Um abzuschätzen, welche Gefahr die Mücken bergen, untersuchen die Wissenschaftler des BiK-F und des Nepal Health Research Council (NHRC), wie sich diese vom Tiefland in die Berge ausbreiten. In dem kleinen Land mit enormen Höhenunterschieden, das im Süden kaum 100 m über dem Meeresspiegel liegt, während im Nordosten die Berge knapp 9.000 m (Mount Everest) aufragen, lassen sich die Auswirkungen der schnellen Erwärmung besonders gut erfassen. Dabei geht es nicht allein ums Mückenzählen und den Virus-Nachweis, sondern auch um das Wetter zur Zeit des Vorkommens, die Konkurrenz der beiden Mücken-Arten untereinander und ihre Fähigkeit, das Dengue-Virus unter verschiedenen Umweltbedingungen zu übertragen.
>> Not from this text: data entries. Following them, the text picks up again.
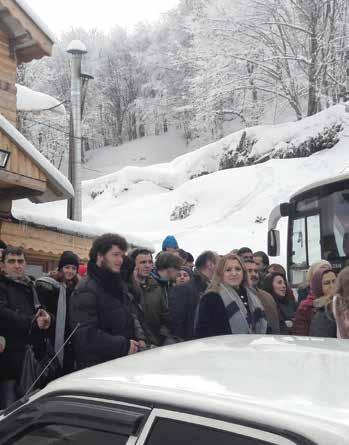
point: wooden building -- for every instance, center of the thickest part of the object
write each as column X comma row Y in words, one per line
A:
column 24, row 172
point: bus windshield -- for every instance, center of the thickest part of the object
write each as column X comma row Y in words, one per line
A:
column 335, row 225
column 320, row 230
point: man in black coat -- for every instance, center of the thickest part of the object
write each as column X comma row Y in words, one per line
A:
column 99, row 308
column 184, row 299
column 54, row 291
column 22, row 321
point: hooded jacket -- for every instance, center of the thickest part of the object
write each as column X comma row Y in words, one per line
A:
column 183, row 303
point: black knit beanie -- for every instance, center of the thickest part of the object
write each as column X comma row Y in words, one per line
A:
column 68, row 259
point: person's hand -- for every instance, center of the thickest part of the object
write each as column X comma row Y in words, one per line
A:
column 142, row 345
column 2, row 344
column 133, row 347
column 43, row 319
column 341, row 314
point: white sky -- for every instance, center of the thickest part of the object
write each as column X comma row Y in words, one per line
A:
column 62, row 15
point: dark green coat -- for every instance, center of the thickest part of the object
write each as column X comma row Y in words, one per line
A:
column 155, row 309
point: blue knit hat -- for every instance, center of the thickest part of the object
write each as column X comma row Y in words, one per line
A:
column 169, row 242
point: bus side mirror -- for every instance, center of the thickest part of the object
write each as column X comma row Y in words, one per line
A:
column 273, row 242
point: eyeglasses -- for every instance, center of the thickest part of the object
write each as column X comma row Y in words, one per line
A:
column 13, row 261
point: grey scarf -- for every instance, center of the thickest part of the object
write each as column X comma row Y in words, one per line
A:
column 60, row 317
column 237, row 312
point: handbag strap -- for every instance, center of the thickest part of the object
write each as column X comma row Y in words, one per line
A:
column 37, row 306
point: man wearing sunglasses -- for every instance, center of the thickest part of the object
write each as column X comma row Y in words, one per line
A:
column 22, row 321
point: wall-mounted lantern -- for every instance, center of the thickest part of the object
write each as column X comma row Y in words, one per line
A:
column 4, row 157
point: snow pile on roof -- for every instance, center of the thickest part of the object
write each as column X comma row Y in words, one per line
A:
column 205, row 160
column 23, row 4
column 54, row 176
column 76, row 46
column 74, row 227
column 30, row 100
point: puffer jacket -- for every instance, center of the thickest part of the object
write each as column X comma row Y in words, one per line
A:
column 105, row 323
column 48, row 292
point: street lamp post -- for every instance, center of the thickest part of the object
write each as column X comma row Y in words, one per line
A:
column 76, row 48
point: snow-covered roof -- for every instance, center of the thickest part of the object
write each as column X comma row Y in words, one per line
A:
column 23, row 4
column 30, row 100
column 75, row 227
column 54, row 176
column 76, row 46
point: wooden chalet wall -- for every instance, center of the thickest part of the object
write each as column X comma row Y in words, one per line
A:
column 7, row 80
column 42, row 245
column 21, row 178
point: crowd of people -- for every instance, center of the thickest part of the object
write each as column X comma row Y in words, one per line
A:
column 125, row 301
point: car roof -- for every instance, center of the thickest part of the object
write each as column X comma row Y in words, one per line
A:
column 260, row 378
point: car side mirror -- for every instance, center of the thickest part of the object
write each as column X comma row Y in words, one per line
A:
column 273, row 242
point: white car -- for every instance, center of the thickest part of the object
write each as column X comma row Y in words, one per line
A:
column 233, row 390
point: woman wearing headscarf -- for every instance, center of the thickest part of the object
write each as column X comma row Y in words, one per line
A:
column 230, row 306
column 341, row 304
column 305, row 310
column 276, row 285
column 323, row 323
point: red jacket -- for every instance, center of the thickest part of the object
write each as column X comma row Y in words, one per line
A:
column 304, row 315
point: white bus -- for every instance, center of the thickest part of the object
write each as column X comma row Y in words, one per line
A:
column 318, row 227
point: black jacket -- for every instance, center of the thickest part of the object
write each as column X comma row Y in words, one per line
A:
column 17, row 314
column 183, row 301
column 99, row 305
column 48, row 295
column 323, row 324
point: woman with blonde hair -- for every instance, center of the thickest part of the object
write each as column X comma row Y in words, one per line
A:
column 304, row 289
column 323, row 323
column 230, row 306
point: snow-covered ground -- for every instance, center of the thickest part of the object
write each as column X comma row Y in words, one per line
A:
column 141, row 152
column 225, row 204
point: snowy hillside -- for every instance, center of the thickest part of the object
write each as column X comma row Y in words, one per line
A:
column 140, row 152
column 220, row 209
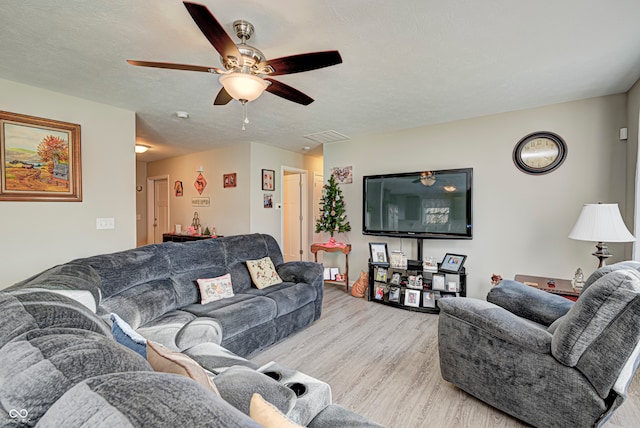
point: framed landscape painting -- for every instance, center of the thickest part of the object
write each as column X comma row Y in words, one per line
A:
column 39, row 159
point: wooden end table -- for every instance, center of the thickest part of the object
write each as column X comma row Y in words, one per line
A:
column 346, row 249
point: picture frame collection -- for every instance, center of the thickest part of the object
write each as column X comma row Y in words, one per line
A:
column 415, row 289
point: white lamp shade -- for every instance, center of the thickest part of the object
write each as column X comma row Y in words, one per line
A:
column 601, row 223
column 242, row 86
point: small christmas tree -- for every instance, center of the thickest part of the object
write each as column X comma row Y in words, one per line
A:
column 333, row 218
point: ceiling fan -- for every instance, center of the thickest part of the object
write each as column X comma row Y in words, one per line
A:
column 246, row 70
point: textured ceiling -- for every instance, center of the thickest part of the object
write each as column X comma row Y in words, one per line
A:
column 406, row 63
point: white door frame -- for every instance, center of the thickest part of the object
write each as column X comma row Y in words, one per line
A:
column 151, row 203
column 304, row 227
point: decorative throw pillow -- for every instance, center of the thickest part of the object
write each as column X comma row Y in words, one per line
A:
column 268, row 415
column 168, row 361
column 263, row 272
column 212, row 289
column 127, row 336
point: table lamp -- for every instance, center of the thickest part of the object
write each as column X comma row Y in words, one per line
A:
column 599, row 223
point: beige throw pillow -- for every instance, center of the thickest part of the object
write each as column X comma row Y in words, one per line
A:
column 167, row 361
column 263, row 273
column 212, row 289
column 268, row 415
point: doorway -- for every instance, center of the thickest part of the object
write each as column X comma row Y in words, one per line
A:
column 157, row 208
column 295, row 223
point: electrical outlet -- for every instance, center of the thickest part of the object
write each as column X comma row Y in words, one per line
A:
column 106, row 223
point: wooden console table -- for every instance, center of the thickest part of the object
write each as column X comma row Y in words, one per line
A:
column 346, row 249
column 558, row 286
column 176, row 237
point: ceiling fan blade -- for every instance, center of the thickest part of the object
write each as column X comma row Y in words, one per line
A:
column 172, row 66
column 303, row 62
column 288, row 93
column 222, row 98
column 213, row 31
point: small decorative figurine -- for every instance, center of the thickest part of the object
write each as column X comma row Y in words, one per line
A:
column 578, row 280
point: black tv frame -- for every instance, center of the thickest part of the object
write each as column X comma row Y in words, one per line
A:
column 425, row 235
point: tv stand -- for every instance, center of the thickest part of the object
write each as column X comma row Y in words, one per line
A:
column 436, row 285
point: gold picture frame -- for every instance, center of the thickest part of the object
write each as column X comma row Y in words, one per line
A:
column 39, row 159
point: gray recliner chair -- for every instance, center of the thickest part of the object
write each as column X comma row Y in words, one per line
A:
column 542, row 358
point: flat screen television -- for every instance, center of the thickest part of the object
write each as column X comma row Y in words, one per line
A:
column 428, row 204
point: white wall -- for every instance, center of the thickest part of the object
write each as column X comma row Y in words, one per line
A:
column 141, row 203
column 521, row 222
column 229, row 209
column 38, row 235
column 268, row 220
column 633, row 128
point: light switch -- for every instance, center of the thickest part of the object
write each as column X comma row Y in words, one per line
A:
column 106, row 223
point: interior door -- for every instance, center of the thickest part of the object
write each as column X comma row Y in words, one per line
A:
column 292, row 206
column 159, row 221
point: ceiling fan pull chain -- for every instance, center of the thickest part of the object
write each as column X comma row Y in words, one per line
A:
column 244, row 110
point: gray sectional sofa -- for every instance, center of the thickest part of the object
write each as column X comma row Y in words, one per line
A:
column 61, row 365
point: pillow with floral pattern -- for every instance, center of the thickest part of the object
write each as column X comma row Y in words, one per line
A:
column 263, row 273
column 212, row 289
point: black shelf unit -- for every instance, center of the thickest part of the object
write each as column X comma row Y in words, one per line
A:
column 424, row 305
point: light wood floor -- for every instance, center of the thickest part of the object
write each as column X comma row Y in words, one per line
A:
column 382, row 363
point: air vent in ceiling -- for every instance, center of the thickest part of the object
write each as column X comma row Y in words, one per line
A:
column 326, row 137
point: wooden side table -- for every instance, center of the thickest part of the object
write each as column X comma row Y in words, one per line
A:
column 346, row 249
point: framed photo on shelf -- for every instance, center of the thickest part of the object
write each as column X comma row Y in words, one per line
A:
column 437, row 282
column 394, row 294
column 379, row 253
column 428, row 299
column 452, row 263
column 395, row 278
column 412, row 298
column 268, row 180
column 381, row 274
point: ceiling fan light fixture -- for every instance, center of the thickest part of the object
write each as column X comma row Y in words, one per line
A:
column 242, row 86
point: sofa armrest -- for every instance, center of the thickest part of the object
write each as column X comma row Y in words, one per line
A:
column 529, row 302
column 301, row 271
column 498, row 322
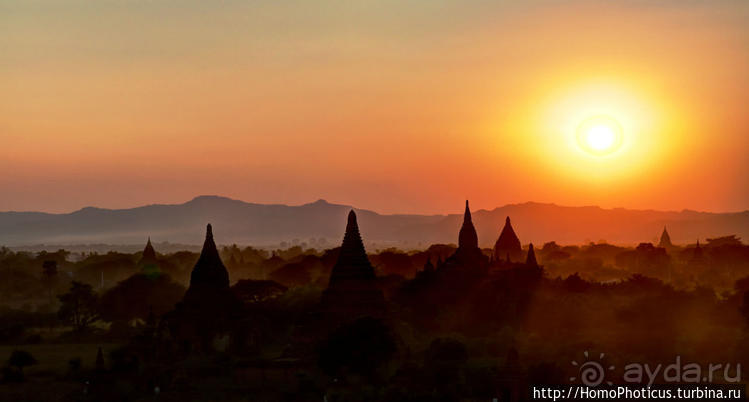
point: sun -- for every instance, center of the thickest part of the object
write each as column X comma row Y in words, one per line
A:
column 600, row 135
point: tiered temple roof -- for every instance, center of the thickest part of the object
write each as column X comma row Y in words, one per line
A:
column 352, row 289
column 530, row 261
column 665, row 240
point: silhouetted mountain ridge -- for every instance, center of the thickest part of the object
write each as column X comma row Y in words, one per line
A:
column 242, row 222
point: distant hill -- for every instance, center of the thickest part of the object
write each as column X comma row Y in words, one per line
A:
column 260, row 224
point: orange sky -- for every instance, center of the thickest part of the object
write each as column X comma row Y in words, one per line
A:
column 389, row 105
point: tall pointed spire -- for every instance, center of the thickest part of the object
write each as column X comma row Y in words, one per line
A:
column 209, row 271
column 665, row 239
column 467, row 238
column 530, row 261
column 507, row 242
column 352, row 261
column 99, row 360
column 428, row 266
column 352, row 288
column 149, row 254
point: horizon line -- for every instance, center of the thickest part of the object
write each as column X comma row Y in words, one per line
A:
column 319, row 200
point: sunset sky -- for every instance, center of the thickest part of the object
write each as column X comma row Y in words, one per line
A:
column 395, row 106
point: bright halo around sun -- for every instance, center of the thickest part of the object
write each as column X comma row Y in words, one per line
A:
column 600, row 135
Gletscher schmelzen, Dengue-Moskitos kommen

Eine entscheidende Rolle beim ‚Aufstieg‘ des Virus und seiner Überträger spielt der globale Temperaturanstieg. In Nepal hat sich die Jahresmitteltemperatur besonders schnell erhöht: in den letzten 32 Jahren um 1,8 Grad Celsius – ein Faktor, welcher der Asiatischen Tigermücke und dem besonders wärmeliebenden Gelbfieber-Moskito in die Hände spielt. Die zunehmende Verstädterung, Handel und Migration der Bevölkerung beschleunigen die Verbreitung zusätzlich. Entsprechend zügig hat das Dengue-Fieber in Nepal ‚Karriere‘ gemacht. 2004 wurde die Krankheit erstmals diagnostiziert, 2006 gab es bereits den ersten größeren Ausbruch und schon 2010 grassierte das Fieber als Epidemie im Tiefland. „Viele Fälle werden aber gar nicht erkannt, weil es an diagnostischen Möglichkeiten mangelt oder die Infektion einen milden Verlauf nimmt“, sagt Kuch. Das geographische Vorkommen des Virus und seiner Varianten in Nepal zu kartieren und im Kontext von Klimawandel und menschlicher Mobilität zu analysieren, ist daher eine weitere wichtige Aufgabe für die Kooperationspartner.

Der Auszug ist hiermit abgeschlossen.